Modulation of the metabolic response using dexamethasone in beef steers vaccinated with a multivalent respiratory vaccine1

Nicole C Burdick Sanchez 1,, Jeffery A Carroll 1, Nathan D May 2, Heather D Hughes 2, Shelby L Roberts 2, Paul R Broadway 1, Michael A Ballou 3, John T Richeson 2
PMCID: PMC7200399  PMID: 32704992

Abstract

Available energy plays a critical role in the initiation and maintenance of an immune response to a pathogen, a process that is further altered by activation of the stress system. This study was designed to determine the effect of an acute vs chronic stress model on the metabolic response to vaccination in naïve beef steers. Steers (n = 32; 209 ± 8 kg) were blocked by body weight (BW) and randomly assigned to one of three treatments: 1) Chronic stress (CHR), 0.5 mg/kg BW dexamethasone (DEX) administered i.v. at 1000 h on day 3 to day 0; 2) Acute stress (ACU), 0.5 mg/kg BW DEX administered i.v. at 1000 h on day 0 only; or 3) Control (CON), no DEX. On day −4, steers were fitted with jugular vein catheters and moved into individual bleeding stalls in an environmentally-controlled facility. Blood samples were collected at −74, −50, and −26 h, at 0.5-h intervals from −4 to 6 h, and at 12, 24, 36, 48, and 72 h relative to vaccination with a combination vaccine (Pyramid 5 + Presponse SQ, Boehringer Ingelheim Animal Health USA, Duluth, GA) at 1200 h on day 0. Data were analyzed by the MIXED procedure of SAS specific for repeated measures. There was a treatment × time interaction (P < 0.001) for serum glucose concentrations. Specifically, glucose concentrations increased at −50 h in CHR steers and at 1200 h in ACU steers and remained elevated through 72 h postvaccination period in these two treatments compared to CON steers.

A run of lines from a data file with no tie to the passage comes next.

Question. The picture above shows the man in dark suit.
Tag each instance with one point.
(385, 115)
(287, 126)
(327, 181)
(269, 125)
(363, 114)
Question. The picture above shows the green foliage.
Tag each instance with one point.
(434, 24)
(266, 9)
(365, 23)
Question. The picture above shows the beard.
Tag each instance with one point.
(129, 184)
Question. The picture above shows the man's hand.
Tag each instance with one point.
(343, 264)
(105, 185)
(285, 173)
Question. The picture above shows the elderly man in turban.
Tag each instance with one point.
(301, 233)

The change in nonesterified fatty acid (NEFA) concentrations relative to baseline values was affected by treatment and time (P < 0.001) such that the change in NEFA was greater in CHR (0.06 ± 0.01 mmol/L), followed by CON (−0.01 ± 0.01 mmol/L) and ACU steers (−0.04 ± 0.01 mmol/L). There was a tendency (P = 0.08) for a treatment × time interaction for change in serum NEFA concentrations. Serum urea nitrogen (SUN) was affected by treatment and time (P < 0.001) such that SUN concentrations were greatest in CHR (12.0 ± 0.1 mg/dL) followed by ACU (10.4 ± 0.1 mg/dL) and CON steers (9.6 ± 0.1 mg/dL); however, the treatment × time interaction was not significant (P = 0.12). These data demonstrate that activation of the stress and immune axes using an acute or chronic stress model can increase energy mobilization prior to and following vaccination in naïve steers, potentially affecting available energy needed to mount an adequate antibody response to vaccination.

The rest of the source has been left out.